Punktgenau: Erfolg = Maßnahme + Präferenz

Gesundheit zu fördern ist ein komplexer Prozess. Das körperlich Richtige kann zum Falschen führen, wenn das Richtige nicht gewollt, nicht verstanden wird. Angebliche oder »objektiv definierte« gesundheitsfördernde Maßnahmen können, müssen aber nicht Gesundheit fördern. Die Einstiegspforte ist die »subjektive Präferenz« der Mitarbeiter:innen. Dies verlangt Information und Bewusstseinsbildung vor Einführung von Maßnahmen.

Gesundheitsgewinn entsteht nur dann, wenn Mitarbeiter:innen von einer wissenschaftlich richtigen Maßnahme auch subjektiv überzeugt sind und sie mittragen wollen. Ein Beispiel: IBG hat vier Banken bei der ergonomischen Umgestaltung lt. ASchG begleitet. Unter anderem wurden ergonomisch affinere, vermeintlich bessere Bürotische, Monitore etc. angeschafft.

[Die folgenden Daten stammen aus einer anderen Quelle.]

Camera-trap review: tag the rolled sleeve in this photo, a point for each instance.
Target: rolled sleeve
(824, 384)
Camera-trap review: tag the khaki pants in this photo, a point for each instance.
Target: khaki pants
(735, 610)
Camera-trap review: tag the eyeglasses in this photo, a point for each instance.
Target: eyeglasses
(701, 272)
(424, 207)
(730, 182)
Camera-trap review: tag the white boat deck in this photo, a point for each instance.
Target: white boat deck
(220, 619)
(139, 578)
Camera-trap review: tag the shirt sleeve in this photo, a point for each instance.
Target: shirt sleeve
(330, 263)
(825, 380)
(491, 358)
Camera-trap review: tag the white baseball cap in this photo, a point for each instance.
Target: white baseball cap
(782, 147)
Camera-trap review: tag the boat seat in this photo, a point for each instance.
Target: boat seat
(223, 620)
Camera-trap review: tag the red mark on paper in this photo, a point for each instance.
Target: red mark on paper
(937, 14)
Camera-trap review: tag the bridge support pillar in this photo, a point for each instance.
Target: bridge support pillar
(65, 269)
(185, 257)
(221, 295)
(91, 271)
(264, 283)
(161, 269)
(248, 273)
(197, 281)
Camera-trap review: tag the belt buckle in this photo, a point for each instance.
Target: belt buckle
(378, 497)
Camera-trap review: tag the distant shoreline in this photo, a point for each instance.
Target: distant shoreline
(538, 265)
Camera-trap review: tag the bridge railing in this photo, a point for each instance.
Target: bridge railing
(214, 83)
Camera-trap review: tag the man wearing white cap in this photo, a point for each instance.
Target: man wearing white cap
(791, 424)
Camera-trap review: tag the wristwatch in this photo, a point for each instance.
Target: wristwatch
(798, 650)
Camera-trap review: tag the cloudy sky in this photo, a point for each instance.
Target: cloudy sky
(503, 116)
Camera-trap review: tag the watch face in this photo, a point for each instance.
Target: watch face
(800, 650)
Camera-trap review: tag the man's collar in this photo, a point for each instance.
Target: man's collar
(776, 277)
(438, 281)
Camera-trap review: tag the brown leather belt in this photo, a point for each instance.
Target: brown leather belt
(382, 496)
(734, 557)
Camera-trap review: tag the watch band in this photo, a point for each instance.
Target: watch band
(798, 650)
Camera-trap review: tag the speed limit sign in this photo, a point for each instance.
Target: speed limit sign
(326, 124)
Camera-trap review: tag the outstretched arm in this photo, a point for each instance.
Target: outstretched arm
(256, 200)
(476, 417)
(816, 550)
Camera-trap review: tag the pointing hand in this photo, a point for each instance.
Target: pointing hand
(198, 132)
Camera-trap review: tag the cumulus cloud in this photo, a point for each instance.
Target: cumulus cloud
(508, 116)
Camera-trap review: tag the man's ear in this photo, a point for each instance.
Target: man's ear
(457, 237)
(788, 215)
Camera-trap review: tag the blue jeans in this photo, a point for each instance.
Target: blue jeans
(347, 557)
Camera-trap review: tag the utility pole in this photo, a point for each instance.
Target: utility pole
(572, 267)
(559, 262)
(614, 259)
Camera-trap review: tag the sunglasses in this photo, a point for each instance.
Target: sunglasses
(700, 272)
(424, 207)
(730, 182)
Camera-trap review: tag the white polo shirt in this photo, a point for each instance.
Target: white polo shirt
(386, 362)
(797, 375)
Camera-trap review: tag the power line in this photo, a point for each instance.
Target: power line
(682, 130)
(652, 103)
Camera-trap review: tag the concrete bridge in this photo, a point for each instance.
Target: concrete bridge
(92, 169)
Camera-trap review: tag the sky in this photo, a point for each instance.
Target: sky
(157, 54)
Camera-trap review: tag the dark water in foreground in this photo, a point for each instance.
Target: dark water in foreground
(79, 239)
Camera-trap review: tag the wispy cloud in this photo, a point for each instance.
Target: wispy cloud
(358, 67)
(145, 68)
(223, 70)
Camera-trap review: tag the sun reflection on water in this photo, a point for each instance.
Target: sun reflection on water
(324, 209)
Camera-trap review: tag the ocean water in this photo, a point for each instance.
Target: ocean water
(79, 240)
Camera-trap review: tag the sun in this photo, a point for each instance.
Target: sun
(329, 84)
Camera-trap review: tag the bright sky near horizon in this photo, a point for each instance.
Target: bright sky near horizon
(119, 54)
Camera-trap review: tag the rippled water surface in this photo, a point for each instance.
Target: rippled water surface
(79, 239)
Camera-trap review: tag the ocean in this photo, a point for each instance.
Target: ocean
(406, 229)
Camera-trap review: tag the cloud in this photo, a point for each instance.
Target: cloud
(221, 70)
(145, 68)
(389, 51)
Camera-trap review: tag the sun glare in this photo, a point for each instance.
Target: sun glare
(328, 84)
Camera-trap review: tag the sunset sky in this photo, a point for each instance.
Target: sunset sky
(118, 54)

Die Auswirkung der Umgestaltung

auf Stress und Befindlichkeit wurde daraufhin von IBG evaluiert. In zwei Banken wurde die neue Einrichtung als Verbesserung und Erleichterung mit weniger Stress und gesundheitsfördernder erlebt. In den beiden anderen Banken wurde die wissenschaftlich »bessere ergonomische« Gestaltung als negativ mit mehr Stressempfinden und Gesundheitsbelastung erlebt. Die Hintergrundanalyse ergab: Bei den Banken mit Gesundheitsgewinn erfolgten Workshops VOR der Umgestaltung, wo die Gründe und Verbesserungspotenziale der Neuanschaffungen dargelegt und diskutiert wurden. Die beiden anderen Banken mit Stress- und Belastungszunahme hatten die Vorinformation lediglich ins Intranet gestellt.

Fazit:

Die Einbeziehung der Betroffenen vermittelte Wertschätzung und führte durch eine bejahende Bewusstseinsbildung zu nachhaltiger und höherer Produktivität.